|Priest Yet to Go to Prison
Sentenced in 2004 for Molestation but Only for 2 Years Because He Has Cancer, He Hasn't Served Time
By Zachary R. Dowdy
Newsday [Long Island NY]
February 17, 2007
It's been more than two years since a Suffolk mother sat in a Riverhead courtroom and watched a Catholic priest admit forcing her 5-year-old son to perform sex acts on him.
The priest, Barry Ryan, 58, of Palm City, Fla., told Suffolk County Court Judge Ralph Gazzillo in December 2004 that the acts occurred over many weeks, all under the woman's roof.
Ryan was ill at the time with what was diagnosed as terminal cancer, and he seemed barely able to speak as he sat in a wheelchair in the courtroom. Doctors thought he'd be dead in a few months.

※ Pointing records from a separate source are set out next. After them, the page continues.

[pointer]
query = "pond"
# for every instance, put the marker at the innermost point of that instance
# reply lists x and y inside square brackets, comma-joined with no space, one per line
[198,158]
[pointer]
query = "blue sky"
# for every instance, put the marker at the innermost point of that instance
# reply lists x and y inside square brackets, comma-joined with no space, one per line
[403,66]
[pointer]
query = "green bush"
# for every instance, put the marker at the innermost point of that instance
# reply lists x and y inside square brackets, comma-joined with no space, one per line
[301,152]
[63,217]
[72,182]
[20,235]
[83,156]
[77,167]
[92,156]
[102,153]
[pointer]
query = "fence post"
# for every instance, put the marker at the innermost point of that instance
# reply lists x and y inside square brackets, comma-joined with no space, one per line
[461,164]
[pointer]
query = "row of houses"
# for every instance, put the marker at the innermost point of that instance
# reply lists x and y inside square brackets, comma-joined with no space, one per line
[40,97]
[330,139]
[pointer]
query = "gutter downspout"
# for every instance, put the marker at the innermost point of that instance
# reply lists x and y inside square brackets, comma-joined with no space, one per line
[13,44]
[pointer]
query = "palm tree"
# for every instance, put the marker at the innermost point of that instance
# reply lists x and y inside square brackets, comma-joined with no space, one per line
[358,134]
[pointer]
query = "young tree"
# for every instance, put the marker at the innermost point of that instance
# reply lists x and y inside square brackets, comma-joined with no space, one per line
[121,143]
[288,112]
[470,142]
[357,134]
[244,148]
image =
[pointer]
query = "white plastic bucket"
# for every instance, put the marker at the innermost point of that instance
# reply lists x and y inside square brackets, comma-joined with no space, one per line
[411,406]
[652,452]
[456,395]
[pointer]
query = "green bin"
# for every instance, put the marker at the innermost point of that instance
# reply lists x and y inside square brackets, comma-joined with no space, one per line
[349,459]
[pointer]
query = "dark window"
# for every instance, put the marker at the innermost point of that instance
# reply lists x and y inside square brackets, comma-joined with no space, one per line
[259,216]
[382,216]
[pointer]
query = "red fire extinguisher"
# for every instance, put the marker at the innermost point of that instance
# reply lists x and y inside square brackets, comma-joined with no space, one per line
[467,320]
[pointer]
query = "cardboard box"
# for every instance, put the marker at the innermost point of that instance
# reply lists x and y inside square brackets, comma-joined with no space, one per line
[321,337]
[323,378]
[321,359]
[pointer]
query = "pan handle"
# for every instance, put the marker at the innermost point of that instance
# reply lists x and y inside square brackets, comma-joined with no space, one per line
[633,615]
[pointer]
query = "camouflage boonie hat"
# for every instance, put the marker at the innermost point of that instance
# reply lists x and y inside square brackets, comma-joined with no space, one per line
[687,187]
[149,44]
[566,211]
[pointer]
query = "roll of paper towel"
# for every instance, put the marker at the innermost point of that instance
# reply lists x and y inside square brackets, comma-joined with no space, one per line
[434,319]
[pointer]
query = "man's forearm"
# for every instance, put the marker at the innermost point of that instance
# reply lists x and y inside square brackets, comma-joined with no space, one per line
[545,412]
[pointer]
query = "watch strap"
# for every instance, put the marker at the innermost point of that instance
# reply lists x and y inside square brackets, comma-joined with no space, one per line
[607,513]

So, hoping to spare her son what she said would be the trauma of a trial, and assured that Ryan would not live long, the mother agreed to a 2-year sentence for the priest, a term that would begin in July 2005. After all, everybody thought Ryan would be dead by the time his term was to begin.
But he wasn't dead - and he still isn't.
Ryan resides now in the St. Luke Institute, a church-run facility in Maryland that specializes in caring for wayward priests, and he still hasn't served a day of his prison term.
The boy he molested, now 9 years old, still sees a psychiatrist and is regularly roused from sleep by nightmares, his mother said.
She wants Ryan behind bars, but her requests to Suffolk prosecutors to intervene have not been successful.
"I'm very angry that they didn't impose a sentence," said the mother, whose name is being withheld to protect her son's identity. "I think it's despicable that they have not taken this man into custody and I'm sick to death of hearing he's so ill."
But Suffolk prosecutors said their hands are tied. While Ryan has outlived the most optimistic projections of when he'd succumb, they say he is getting sicker by the day, so they can't recommend to the judge that he be ordered to prison.
"We are continuing to monitor his condition and according to all the information we receive from the medical doctors and through our own inquiries we have been able to confirm that his condition continues to deteriorate and continues to worsen," said prosecutor Rosamaria Abbate.
An oncologist, Jimmy Hwang of Georgetown University Hospital, said Ryan can't travel, receives morphine for pain and his condition "continues to be poor."
Ryan's attorney, Joseph Ostrowsky of Brooklyn, said, "He's dying really slowly. ... Sometimes he's lucid and sometimes he's not."
That analysis contrasts with an assessment submitted in January in a civil suit the mother filed against Ryan and the Roman Catholic Diocese of Brooklyn, which employed him. One of the things a diocese attorney cited was an affidavit submitted by a physician that said Ryan was "affable, friendly and pleasant" during a July 2006 interview and that Ryan had greeted the physician at the door and walked him through the facility, apparently strong enough to abandon the wheelchair.
The attorney, Kristin Shea of Manhattan, said in an affidavit that Ryan, if he is allowed to testify in a deposition for the civil case, will say that he had told the Suffolk victim's father that he had been removed from "priestly duties" because he had molested another child in Alabama several years earlier. Shea was unavailable for comment.
In the meantime, the Suffolk mother and her son hope Ryan does time for his misdeeds.
"A little boy was brutalized," she said. "This didn't go on once. It went on for a period of months. I'm just desperate. Somebody should have to pay for this crime."